Lendo as páginas desta obra Kafka escreveu aos 29 anos, algo me soou estranhamente familiar mas não soube precisar exatamente o que. Refletindo, cheguei a conclusão que essa alegoria estaria baseado em alguns pontos:
- Algum membro da família sofre uma brusca transformação;
- essa transformação o deixa irreconhecível;
- de provedor da família, se torna um peso que deve ser sustentado por todos;
- a família nutre alguma esperança que volte a ser o mesmo de antes;
- a família reduz o contato ao mínimo e não quer expô-lo na sociedade;
- esse membro que sofreu a transformação não questiona seu estado, acha tudo muito natural;
- finalmente, convencido que esse estado é irreversível, desejam sua partida por não reconhecer mais na criatura o membro perdido.
Baseado nessas idéias, procurei algo que se encaixasse nesse esquema mental. Que transformação alguém poderia sofrer para gerar este estado de perturbação no seio de uma família? Uma das respostas possíveis me ocorreu de imediato: a ideologia. Seu principal exemplo, o marxismo, mas serve o nazismo tamanho a semelhança entre eles.
Imaginem uma pessoa da família que de uma hora para outra se converte _ e uso esse termo sem metáfora _ ao credo marxista. Passa a repudiar todos os valores que foram cultuados em seu lar, em sua sociedade. Fala coisas estranhas sobre teoria do mais valia, luta de classes, dialética materialista, teoria do valor-trabalho. Como Gregory, o que lhe parece claro é para sua família incompreensível. Suas roupas, seu modo de vestir, barba, talvez até a falta de banho, tudo contribui para que não o reconheçam mais. Onde está aquele filho, aquele irmão?
Passa a gritar contra a exploração do homem pelo homem, muitas vezes abandona o emprego burguês e se recusa a fazer parte da sociedade.
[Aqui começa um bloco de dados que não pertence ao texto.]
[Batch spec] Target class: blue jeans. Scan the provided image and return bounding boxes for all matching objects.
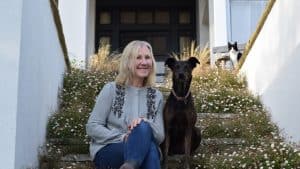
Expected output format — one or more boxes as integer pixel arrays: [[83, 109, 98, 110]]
[[94, 121, 160, 169]]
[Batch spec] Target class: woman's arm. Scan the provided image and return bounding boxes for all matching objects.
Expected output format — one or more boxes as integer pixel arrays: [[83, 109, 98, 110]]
[[144, 91, 165, 144], [86, 83, 120, 143]]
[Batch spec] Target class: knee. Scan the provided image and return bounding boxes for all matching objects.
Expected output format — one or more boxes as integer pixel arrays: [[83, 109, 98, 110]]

A família tem que sustentá-lo enquanto aguarda que retome o juízo. Tentam não contrariá-lo, mas não desejam que apareça na sociedade, querem escondê-lo. Esse membro, por seu lado, não vê nada de errado com sua transformação. No fundo, como Gregory, continua a mesma pessoa, pelo menos acredita assim. Passa a ter gostos diferentes, se comportar de outra maneira, mas nada que não seja adequado à sua nova condição.
A família sofre, quer vê-lo de volta. Depois de um tempo, se acomodam, começam a perder a esperança. Conversam em segredo, Gregory só consegue ouvir partes sussurradas e breves. Por fim, uma crise, um confronto. Passam a ter medo dele. É nesse momento que alguém da família, como a Greta do livro, levanta o ponto que todos temem em reconhecer: nosso erro foi achar que essa criatura é nosso Gregory. Não é. Gregory já morreu e quanto mais depressa nos convencermos disso, mais rápido poderemos prosseguir com nossas vidas. Precisamos nos livrar dele.
Essa narrativa aconteceu com muitas famílias ao redor do mundo, e pode se encaixar com muitas correntes ideológicas: marxismo, nazismo, totalitarismos de toda espécie, até mesmo o ateísmo militante. Quando um membro da família abraça uma dessas causas que limitam a capacidade do pensamento humano, e por consequência, a própria condição humana, a metamorfose está feita. Voegelin alertava que um dos problemas da ideologia é que seu mundo se torna extremamente limitado e tudo na realidade que não se encaixa no novo credo é excluído do mundo, como se não existisse.
A vantagem da vida real sobre a alegoria de Kafka é que alguns metamorfosiados acabam acordando e retomando o sentido de realidade. Outros levam seus delírios para o túmulo, passando o resto de suas vidas como insetos, rejeitando parte importante do que nos torna humanos.
Não sei se Kafka quiz dizer algo remotamente parecido com isso, mas que para mim faz todo o sentido, hora se faz!
De todos os fragelos da humanidade, naturais ou não, a ideologia socialista foi a pior de todas. Basta contar os cadáveres. E mesmo com tudo isso, sua força é tão poderosa, que há ainda uma multidão que consciente ou não a defende. Incapazes de romper a metamorfose que sofreram.